Un'altra spunta nell'elenco delle cose da fare.
Sorridendo, soddisfatta, guardavo quel foglio di carta così prezioso per me. Avevo raggiunto un nuovo obbiettivo. Ora, per giusta regola, dovevo concedermi una piccola gratificazione per quella nuova conquista. Dopo aver premuto invio sul pulsante che confermava la disdetta dal giornale finanziario, provai un senso di panico misto al sollievo di aver compiuto un altro passo per allontanarmi da lui.
Era sua l'abitudine acquisita nel tempo di leggere, ogni
mattina, il quotidiano finanziario. Essere informata sulle quotazioni di borsa o investimenti fruttiferi non era mai stata una mia priorità finché Yuri non mi aveva insegnato l'importanza di conoscere il mondo del denaro, di svegliarsi con l'unico obbiettivo di essere informati, prima anche di fare colazione, sull' andamento economico planetario. E' questo il pane quotidiano mi ripeteva; l'unico pane utile per il successo. Ricorda che il valore di un uomo si riconosce dal suo conto in banca, sempre.
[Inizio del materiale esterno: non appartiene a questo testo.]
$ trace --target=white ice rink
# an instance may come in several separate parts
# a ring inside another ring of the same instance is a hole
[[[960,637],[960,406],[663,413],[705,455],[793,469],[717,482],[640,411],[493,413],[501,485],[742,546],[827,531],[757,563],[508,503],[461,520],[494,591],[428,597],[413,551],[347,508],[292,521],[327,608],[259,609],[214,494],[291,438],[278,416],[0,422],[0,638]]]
Decisi che mi sarei concessa una cena in un bel ristorante. Da qualche mese non avevo quasi messo il naso fuori di casa e uscire mi avrebbe fatto sicuramente bene. Scorrendo gli annunci dei migliori ristoranti in città, apparve sul desktop del mio PC la pubblicità di un evento che si sarebbe tenuto la sera stessa, per due giorni consecutivi. Un gruppo di nativi americani teneva uno spettacolo danzante al parco.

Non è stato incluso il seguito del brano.